The screenplay and film have a fascinating four-act structure.
- First Act – The introduction of the three principals, leading to the mutual seduction of chorus girl Evelyn Nesbit and the married Stanford White, with Evelyn as the principal aggressor whom White feels virtually impossible to resist. Where the screenplay begins with a scene from Thaw’s murder trial framing the rest of the story as a flashback, the completed movie eliminates the courtroom prelude (except for a shot underneath the introductory title card quoted above) and begins with a scene in New York’s Sherry Restaurant establishing White and Thaw as rivals, even before Evelyn enters the picture. The First Act climaxes – in every sense of the word – with Evelyn in White’s secret hideaway, pushed higher and higher in the titular red velvet swing that, through Fleischer’s tour-de-force camera movement and cutting, becomes a visual metaphor for the couple’s first sexual experience and the loss of Evelyn’s innocence.
- Second Act – White and Evelyn are secret lovers while she is simultaneously being courted by the envious Harry Thaw. White decides to send Evelyn away from New York (and Harry) to be educated at a New England girls school. Heartbroken by her separation from White, Evelyn has a nervous breakdown depicted as an elaborate dream montage, filmed by Fleischer exactly as scripted.
- Third Act – The courtship and marriage of Evelyn by Harry Thaw. Harry “rescues” Evelyn from the girls school and takes her to Europe. Attempting to propose on a mountaintop in the Swiss Alps (filmed by Fleischer as a masterfully staged 2 and ½ minute long take), Harry learns that Evelyn was “ruined,” i.e., deflowered, by Stanford White, and loses his mind, slapping her senseless. In the screenplay – but not in the completed film – Harry runs off into the snow and is lost for several days. When he returns, vulnerable and repentant, Evelyn agrees to marry him. However, the marriage is a disaster, with an unloving Harry incessantly quizzing Evelyn about the details of her relationship with White. This act culminates in another scene conceived as a visual set piece, the shooting of White by Harry Thaw in front of hundreds at the Madison Square Garden.

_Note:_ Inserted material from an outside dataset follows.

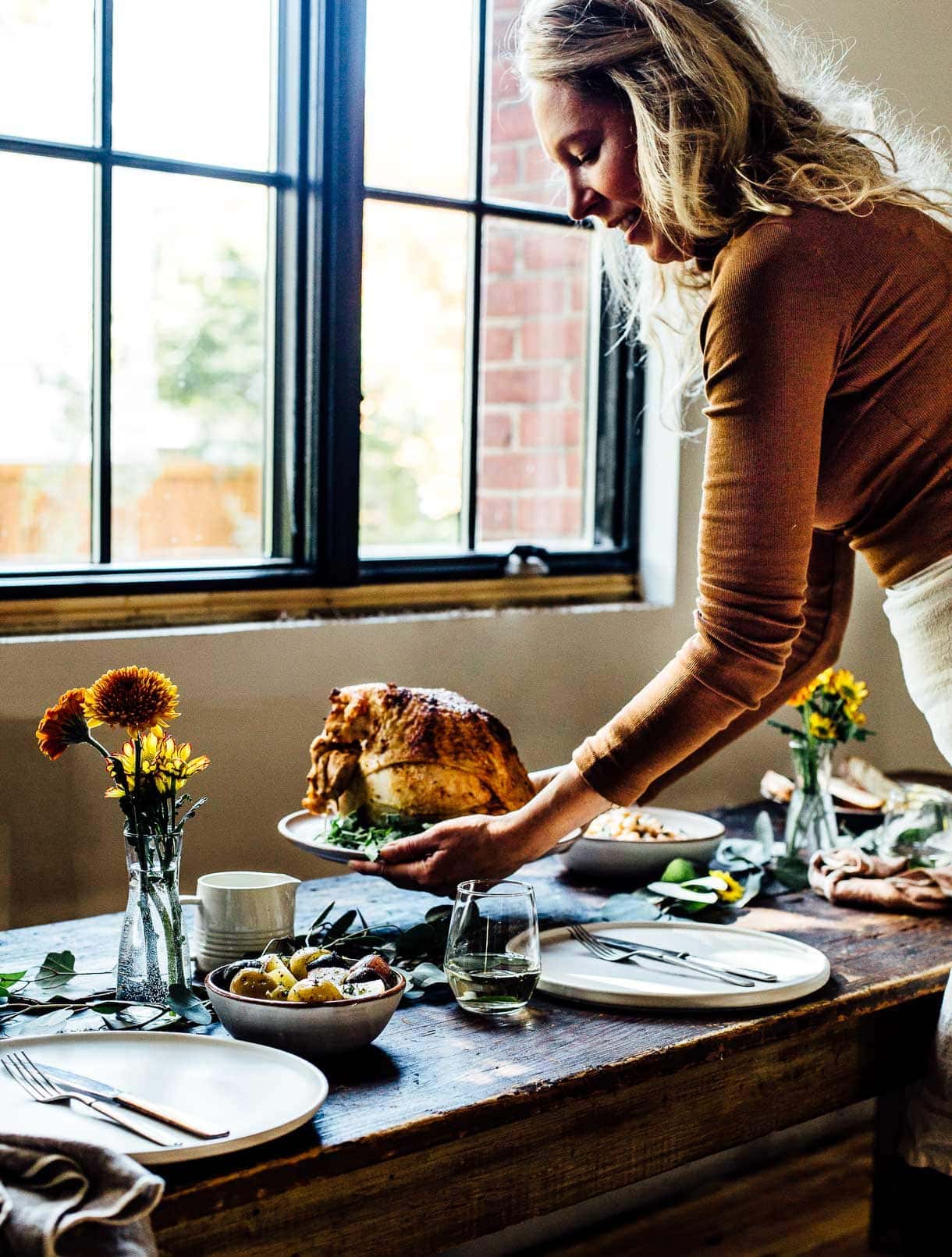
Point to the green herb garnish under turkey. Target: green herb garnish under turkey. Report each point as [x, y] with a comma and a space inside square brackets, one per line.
[368, 837]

- Fourth Act – Thaw’s murder trial and its aftermath. Harry Thaw’s mother appears (played in the film by author Cornelia Otis Skinner) and convinces Evelyn that the only way Harry can be saved from the death penalty is if Evelyn testifies on his behalf. She agrees to do so, but her character is besmirched on the witness stand, turning this into, as one character puts it, “the trial of Evelyn Nesbit.” The jury finds Harry “not guilty … because of insanity.” After the humiliation of the trial, Evelyn is cut loose by Harry and his wealthy family, leaving her to survive by exhibiting herself in vaudeville as the notorious “girl in the red velvet swing.”
The historical events that inspired THE GIRL IN THE RED VELVET SWING were retold by E.L. Doctorow in his 1975 novel RAGTIME, adapted as a film by Milos Forman in 1981, and which later became a successful Broadway musical. French New Wave director Claude Chabrol was a great admirer of Fleischer’s film, and remade it in 2007 as A GIRL CUT IN TWO (La Fille coupée en deux), changing the names of the characters and updating the story to contemporary Paris.